Packet number Actions
216 [{“ActionNeeded”:”Update things”,”ResponsibleName”:”John Smith”},{“ActionNeeded”:”Design stuff”,”ResponsibleName”:”Jane Smith”}]
217 [{“ActionNeeded”:”Update stuff”,”ResponsibleName”:”Fred Freddington”},{“ActionNeeded”:”Design stuff”,”ResponsibleName”:”Lisa Leslie”}]

Is there a way to split the actions column into rows based on } as the delimiter and separate it by action and name column. But also have the split columns tie back to the Packet number as key:value pairs?

This is what i’d want my CSV file to look like:

Packet Number Actions Responsible Name
216 Update Things John Smith
216 Design stuff Jane Smith
217 Update stuff Fred Freddington
217 Design stuff Lisa Leslie

I’ve tried using df split and str.findall to isolate Actions and Responsible names, but i’m finding it hard to tie the split rows back to the packet number column.

Thanks much!

Answer

It appears that there are some formatting errors in your sample data, but assuming that these are indeed formatting errors, I reckon the following should work.

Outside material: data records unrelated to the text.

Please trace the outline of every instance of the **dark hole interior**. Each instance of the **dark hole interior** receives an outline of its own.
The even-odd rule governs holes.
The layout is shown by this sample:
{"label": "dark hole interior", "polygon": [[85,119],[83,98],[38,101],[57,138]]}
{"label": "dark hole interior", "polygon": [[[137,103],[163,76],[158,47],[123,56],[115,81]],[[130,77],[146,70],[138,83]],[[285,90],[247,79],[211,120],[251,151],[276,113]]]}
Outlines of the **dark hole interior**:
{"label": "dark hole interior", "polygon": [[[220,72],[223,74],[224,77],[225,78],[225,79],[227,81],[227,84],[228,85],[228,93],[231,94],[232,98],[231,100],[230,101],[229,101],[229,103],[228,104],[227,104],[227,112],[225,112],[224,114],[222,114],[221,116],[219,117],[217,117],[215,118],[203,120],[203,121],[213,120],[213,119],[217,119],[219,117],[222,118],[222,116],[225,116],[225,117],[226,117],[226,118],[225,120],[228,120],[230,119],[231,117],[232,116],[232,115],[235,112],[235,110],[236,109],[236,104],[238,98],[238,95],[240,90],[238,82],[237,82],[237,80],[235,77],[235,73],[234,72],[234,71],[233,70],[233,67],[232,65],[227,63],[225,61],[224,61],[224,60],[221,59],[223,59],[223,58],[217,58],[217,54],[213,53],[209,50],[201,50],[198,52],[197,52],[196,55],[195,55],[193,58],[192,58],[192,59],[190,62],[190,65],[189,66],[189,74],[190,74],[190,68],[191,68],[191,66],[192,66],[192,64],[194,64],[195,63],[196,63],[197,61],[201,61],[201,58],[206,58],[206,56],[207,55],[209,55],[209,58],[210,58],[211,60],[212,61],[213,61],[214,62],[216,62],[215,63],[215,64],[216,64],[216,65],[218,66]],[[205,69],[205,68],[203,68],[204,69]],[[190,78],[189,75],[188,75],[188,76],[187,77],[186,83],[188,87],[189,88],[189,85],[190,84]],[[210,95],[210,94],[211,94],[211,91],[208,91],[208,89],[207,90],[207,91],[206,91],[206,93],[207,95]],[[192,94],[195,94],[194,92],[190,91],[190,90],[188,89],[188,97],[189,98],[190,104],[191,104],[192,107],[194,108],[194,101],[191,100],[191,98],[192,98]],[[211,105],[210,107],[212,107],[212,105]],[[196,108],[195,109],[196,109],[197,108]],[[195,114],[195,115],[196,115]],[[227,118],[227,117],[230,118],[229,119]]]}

First, .explode() the DataFrame on the ‘data’ column, resulting in separate lines for each action per ID.

Then, each of these lines contains a dict of actions and users. I’m not sure if it is the computationally optional solution, but you can convert a series of dicts to a new set of columns with .apply(pd.Series), which basically creates a new DataFrame using the dictionary values across the original column.

Finally, concat both data frames back together. I’ve used df, df_msg and df_full below to keep the process easier to follow.

import pandas as pd

# Dummy data, fixed formatting (pardon the long line of code)
df = pd.DataFrame(data={'packet number': [216, 217],
                  'data': [[{"ActionNeeded":"Update things","ResponsibleName":"John Smith"},{"ActionNeeded":"Design stuff","ResponsibleName":"Jane Smith"}], [{"ActionNeeded":"Update stuff","ResponsibleName":"Fred Freddington"},{"ActionNeeded":"Design stuff","ResponsibleName":"Lisa Leslie"}]]})


df = df.explode('data')
df_msg = df['data'].apply(pd.Series)
df_full = pd.concat([df, df_msg], axis=1)